Was that a destination hard code?  The code itself should come out of
the last couple of megabytes before 4G.

Regardless the performance penalty for not caching is huge fractions
of the boot time so whatever small practical issues exist we should
figure them out.

Eric
Stefan Reinauer - 2011-05-03 01:23:05
* Eric W. Biederman <ebiederm@xmission.com> [110503 01:26]:
> Was that a destination hard code?  The code itself should come out of
> the last couple of megabytes before 4G.
 
Yes. Only the lower 1MB of the destination memory was cached, while
coreboot's ram stage is now copied to 1MB.

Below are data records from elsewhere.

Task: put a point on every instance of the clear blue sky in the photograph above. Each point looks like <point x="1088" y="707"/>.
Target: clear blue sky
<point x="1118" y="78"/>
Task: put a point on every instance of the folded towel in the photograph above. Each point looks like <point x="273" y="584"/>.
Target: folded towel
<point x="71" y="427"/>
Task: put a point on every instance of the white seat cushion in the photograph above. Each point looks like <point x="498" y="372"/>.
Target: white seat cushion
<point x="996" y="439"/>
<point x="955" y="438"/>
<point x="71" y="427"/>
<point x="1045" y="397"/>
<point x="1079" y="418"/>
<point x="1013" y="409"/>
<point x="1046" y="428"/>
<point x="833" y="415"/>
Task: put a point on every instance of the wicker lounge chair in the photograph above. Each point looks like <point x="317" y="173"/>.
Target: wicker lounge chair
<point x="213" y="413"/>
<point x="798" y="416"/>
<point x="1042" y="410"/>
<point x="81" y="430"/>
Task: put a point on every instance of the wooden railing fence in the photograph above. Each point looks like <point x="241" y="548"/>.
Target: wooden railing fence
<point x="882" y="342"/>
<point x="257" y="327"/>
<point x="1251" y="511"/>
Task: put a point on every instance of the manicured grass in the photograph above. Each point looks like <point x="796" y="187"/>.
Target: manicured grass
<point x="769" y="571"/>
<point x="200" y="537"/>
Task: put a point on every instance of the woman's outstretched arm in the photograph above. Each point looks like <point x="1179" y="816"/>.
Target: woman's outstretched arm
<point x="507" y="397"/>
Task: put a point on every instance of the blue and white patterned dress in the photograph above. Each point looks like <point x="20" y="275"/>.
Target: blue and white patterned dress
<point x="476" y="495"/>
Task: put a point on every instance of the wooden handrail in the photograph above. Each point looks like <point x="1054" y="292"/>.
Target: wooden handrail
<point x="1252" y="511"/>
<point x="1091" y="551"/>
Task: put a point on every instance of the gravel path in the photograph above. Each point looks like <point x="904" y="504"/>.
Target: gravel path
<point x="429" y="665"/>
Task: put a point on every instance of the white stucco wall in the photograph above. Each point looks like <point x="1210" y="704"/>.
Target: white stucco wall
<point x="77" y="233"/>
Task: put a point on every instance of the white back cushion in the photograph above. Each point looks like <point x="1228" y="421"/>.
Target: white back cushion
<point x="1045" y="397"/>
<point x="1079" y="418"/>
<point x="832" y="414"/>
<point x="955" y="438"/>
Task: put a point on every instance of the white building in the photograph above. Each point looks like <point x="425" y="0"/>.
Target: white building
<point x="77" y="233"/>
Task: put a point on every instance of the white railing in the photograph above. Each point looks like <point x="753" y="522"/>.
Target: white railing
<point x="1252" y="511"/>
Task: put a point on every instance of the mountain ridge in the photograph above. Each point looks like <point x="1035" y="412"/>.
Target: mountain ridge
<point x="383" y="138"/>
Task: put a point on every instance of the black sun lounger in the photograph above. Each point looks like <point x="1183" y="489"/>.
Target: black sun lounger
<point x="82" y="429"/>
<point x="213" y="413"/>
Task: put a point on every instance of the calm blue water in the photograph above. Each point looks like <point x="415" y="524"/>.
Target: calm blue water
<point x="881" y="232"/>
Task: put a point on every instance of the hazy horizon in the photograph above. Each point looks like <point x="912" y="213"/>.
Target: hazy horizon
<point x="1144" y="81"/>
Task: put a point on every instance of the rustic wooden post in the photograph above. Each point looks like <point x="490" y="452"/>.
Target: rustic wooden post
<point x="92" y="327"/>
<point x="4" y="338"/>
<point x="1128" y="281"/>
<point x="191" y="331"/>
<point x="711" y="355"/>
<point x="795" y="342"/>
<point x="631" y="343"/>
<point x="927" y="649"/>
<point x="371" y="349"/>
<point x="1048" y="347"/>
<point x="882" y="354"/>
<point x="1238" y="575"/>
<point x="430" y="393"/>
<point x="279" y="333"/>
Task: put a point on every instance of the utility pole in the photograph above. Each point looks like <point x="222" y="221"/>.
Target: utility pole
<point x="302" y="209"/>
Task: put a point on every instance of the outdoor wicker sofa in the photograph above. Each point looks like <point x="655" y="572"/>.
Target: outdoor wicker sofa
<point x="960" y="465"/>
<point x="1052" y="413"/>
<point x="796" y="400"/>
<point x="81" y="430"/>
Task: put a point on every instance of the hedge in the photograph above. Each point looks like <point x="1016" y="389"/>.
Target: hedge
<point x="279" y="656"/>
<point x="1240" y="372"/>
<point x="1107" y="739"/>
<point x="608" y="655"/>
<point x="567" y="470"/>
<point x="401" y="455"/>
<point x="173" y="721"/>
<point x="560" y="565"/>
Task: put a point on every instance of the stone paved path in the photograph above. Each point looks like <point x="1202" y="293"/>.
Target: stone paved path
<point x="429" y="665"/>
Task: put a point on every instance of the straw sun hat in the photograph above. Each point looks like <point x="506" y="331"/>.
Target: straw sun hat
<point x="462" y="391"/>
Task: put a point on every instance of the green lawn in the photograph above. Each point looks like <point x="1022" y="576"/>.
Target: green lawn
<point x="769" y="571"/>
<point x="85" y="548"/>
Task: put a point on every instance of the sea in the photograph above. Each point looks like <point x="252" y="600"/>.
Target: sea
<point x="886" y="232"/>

My other mail to the list shows how to fix it.
Sven Schnelle - 2011-05-03 08:20:44
Hi Stefan, hi Eric,

Stefan Reinauer <stefan.reinauer@coreboot.org> writes:

> * Eric W. Biederman <ebiederm@xmission.com> [110503 01:26]:
>> Was that a destination hard code?  The code itself should come out of
>> the last couple of megabytes before 4G.
>  
> Yes. Only the lower 1MB of the destination memory was cached, while
> coreboot's ram stage is now copied to 1MB.

thanks for all your help. I've did both changes (enabling SPI prefetch
and setting the MTRRs right). Boot time decreased now to 1.8s (with only
1s spent in coreboot). Decompression time is now about 100ms, which is
much better than what we had before (1.9s only for ramstage loading).

Thanks,

Sven.

Patch

diff --git a/Makefile.inc b/Makefile.inc
index 6c4a16a..6267539 100644
--- a/Makefile.inc
+++ b/Makefile.inc
@@ -85,7 +85,11 @@  cbfs-files-handler= \
 
 #######################################################################
 # a variety of flags for our build
+CBFS_COMPRESS_FLAG:=
+ifeq ($(CONFIG_COMPRESS_RAMSTAGE),y)
 CBFS_COMPRESS_FLAG:=l
+endif
+
 CBFS_PAYLOAD_COMPRESS_FLAG:=
 CBFS_PAYLOAD_COMPRESS_NAME:=none
 ifeq ($(CONFIG_COMPRESSED_PAYLOAD_LZMA),y)
diff --git a/src/Kconfig b/src/Kconfig
index 76e77f8..a782315 100644
--- a/src/Kconfig
+++ b/src/Kconfig
@@ -98,6 +98,14 @@  config USE_OPTION_TABLE
 	  Enable this option if coreboot shall read options from the "CMOS"
 	  NVRAM instead of using hard coded values.
 
+config COMPRESS_RAMSTAGE
+	bool "Compress ramstage with LZMA"
+	default y
+	help
+	  Compress ramstage to save memory in the flash image. Note
+	  that decompression might slow down booting if the BIOS flash
+	  is connected through a slow Link (i.e. SPI)
+
 endmenu
 
 source src/mainboard/Kconfig